Our next visit is to the home of Michela Gottardi, who turned to lace- making to immortalise her love of Africa, which she has explored far and wide on many trips. The lacework that she shows us tends to have designs that are simple, “clean” as Michela herself describes them, and well defined: animals, for example, like a teddy bear, a hen, a cat and a mouse, with a giraffe straight from the savannah towering over them all. “At the school”, Michela reminisces, “they taught us to sew so we could prepare our bridal trousseaux, which would be part of our dowries. I never used it, and I never served afternoon tea all dolled up with lots of lace and frills. Once you were finished, if the work wasn’t done well, the teachers would rip it all up and you would have to start over”.

Manuela Sauda

After Michela we travel to Villa Rendena, to a house full of art, patterns and colour, to meet Manuela Sauda. “I don’t make lace”, she says, by way of introduction, “I’m a creator”. Indeed, she has used her skills to weave together sheets of paper, bringing to life some highly original creations with a contemporary twist. Bobbin lace can also be three-dimensional, acquiring volume without losing its sense of lightness, as Manuela shows us with the extraordinary, prize-winning hot air balloon she made a number of years ago.

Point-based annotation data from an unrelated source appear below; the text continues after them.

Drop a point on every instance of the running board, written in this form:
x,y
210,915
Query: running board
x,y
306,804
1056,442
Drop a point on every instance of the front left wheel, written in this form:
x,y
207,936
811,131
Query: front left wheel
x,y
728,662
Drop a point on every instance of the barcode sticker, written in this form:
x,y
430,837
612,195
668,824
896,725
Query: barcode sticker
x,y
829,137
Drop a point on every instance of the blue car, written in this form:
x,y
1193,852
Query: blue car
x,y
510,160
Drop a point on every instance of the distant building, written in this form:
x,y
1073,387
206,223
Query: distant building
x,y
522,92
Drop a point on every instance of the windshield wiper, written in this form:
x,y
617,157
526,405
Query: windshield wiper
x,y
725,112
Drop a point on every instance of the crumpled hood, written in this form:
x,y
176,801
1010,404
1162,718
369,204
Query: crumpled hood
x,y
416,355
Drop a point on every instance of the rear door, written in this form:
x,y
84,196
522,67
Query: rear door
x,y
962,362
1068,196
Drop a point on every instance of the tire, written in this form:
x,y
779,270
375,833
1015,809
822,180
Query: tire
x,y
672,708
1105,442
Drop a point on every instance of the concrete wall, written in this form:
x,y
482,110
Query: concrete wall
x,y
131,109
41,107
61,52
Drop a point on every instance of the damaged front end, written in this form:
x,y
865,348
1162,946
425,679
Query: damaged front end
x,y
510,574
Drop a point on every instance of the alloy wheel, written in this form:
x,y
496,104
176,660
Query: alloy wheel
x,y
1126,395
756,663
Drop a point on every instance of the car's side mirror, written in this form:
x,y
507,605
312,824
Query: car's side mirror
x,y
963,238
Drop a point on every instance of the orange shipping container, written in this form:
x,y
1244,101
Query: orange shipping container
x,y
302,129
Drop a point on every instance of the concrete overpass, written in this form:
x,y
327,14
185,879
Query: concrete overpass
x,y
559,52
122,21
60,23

Manuela and her artistic and contemporary lace.

Cristina Pouli

We finish off the day’s appointments with Cristina Pouli, who welcomes us to a large house where lace embellishes and refines the domestic setting. We manage to catch the last rays of the sun before it sets behind the chimneys of Javrè, smoke curling gently skyward. Marina occupies herself taking photographs as the light slips over the horizon. “We’ve got it, that’s the one”, she announces after a few takes, releasing Cristina from her frozen pose and bringing an end to today’s photo shoot.

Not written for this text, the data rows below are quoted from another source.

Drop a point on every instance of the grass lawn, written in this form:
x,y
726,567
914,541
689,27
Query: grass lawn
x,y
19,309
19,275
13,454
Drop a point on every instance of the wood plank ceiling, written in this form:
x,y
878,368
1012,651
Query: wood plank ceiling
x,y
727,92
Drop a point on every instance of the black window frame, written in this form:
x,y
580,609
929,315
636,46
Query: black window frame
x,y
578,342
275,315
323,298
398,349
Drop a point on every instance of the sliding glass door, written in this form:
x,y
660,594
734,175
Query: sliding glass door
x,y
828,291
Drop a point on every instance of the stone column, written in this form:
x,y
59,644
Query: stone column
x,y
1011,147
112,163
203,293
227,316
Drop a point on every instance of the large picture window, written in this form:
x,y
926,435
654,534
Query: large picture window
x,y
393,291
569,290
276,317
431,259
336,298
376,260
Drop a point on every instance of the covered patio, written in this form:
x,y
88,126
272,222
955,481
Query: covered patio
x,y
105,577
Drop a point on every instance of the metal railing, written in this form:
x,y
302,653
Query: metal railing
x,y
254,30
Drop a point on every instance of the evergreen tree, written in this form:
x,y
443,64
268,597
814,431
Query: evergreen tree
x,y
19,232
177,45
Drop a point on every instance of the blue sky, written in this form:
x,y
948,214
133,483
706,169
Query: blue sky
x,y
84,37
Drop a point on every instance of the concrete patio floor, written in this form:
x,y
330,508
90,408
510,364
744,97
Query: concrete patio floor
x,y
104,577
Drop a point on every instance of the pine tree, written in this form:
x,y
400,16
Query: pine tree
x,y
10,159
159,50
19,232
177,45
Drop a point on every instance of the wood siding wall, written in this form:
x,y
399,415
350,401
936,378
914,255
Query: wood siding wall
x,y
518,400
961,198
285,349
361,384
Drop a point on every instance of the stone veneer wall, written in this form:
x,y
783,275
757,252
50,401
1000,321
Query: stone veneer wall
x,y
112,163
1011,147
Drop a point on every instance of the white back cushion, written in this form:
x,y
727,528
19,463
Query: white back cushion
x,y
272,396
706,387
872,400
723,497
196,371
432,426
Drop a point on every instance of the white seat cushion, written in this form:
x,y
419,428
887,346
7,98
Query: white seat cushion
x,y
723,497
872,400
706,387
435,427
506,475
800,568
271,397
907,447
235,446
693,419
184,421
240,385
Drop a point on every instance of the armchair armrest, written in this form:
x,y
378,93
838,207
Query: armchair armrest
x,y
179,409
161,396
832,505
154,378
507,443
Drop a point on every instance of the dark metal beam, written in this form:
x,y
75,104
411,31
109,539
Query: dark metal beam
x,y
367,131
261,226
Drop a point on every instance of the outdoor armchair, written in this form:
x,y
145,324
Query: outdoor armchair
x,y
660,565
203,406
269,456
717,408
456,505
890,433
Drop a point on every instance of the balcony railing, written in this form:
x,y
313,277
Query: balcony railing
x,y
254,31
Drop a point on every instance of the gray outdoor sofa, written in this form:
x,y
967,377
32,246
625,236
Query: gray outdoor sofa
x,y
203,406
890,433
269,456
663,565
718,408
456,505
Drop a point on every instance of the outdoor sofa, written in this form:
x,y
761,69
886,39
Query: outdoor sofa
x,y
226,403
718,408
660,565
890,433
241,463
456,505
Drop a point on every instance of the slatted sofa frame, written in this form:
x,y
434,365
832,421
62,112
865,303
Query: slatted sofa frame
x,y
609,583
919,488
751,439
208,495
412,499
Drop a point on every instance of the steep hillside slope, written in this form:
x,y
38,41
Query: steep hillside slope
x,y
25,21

In weaving, the lace threads become intertwined with the feelings and lives of the lace-makers.

What is bobbin lace?
Bobbin lace is a technique which involves using a special pillow to produce lace from threads wound around bobbins. The pillow can be rested on a frame or any other surface that can hold it steady at the right height for the worker’s hands. The textile produced through this technique is also known as bobbin lace.

A comprehensive study.
Recently, Irene Fratton has carried out a far-reaching piece of research, gathering documents and testimonies on the histories of Trentino’s lace and crochet schools in a comprehensive study of this skill. In her thesis, written for the Master’s Degree Programme in Cultural Anthropology, Ethnology and Anthropological Linguistics at the Ca’ Foscari University of Venice, entitled Ho ‘mparà quela volta, ala scóla dei pizzi... Storie di allieve e maestre delle scuole di merletto del Trentino [What I learned back then, at the school of lace... Stories of the pupils and teachers of Trentino’s lace schools], she writes: “The story of the lace-makers is, therefore, a rich one, which involves skills, knowledge and abilities, but also a sense of initiative, creativity, a bond with the land and with the community. It’s a story that has long been hidden; the goal of my research is to try and give a voice back to its real protagonists, so that they can tell it in their own way”. To learn more about the history of bobbin lace in Val Rendena, you can also check out the book Scuola statale di pizzi e merletti di Javrè The Javrè state school of lace and crochet, published by the Rotary Club of Madonna di Campiglio in 2007.

The Javrè state school of lace and crochet.
Professional schools for girls to learn bobbin lace spread throughout the Italian Tyrol starting from the late 19th century. The first of these schools opened in Proves, in Val di Non, in 1873. Later, others would follow in Cles, Malè, Luserna, Predazzo, Calavino, Tione di Trento, Cortina d’Ampezzo, Javrè, Borgo Valsugana, Rovereto, Trento and Cembra. The school in Tione was active for just a few years, while the Javrè school survives to this day through the activities of a group of its former students, who come together in the “Al filò dal lundì” association and in the privacy of some of their houses. 

The former students also include Marisa Dorna, who attended the state school between the 1950s and 1960s, and was later a teacher of the provincial course.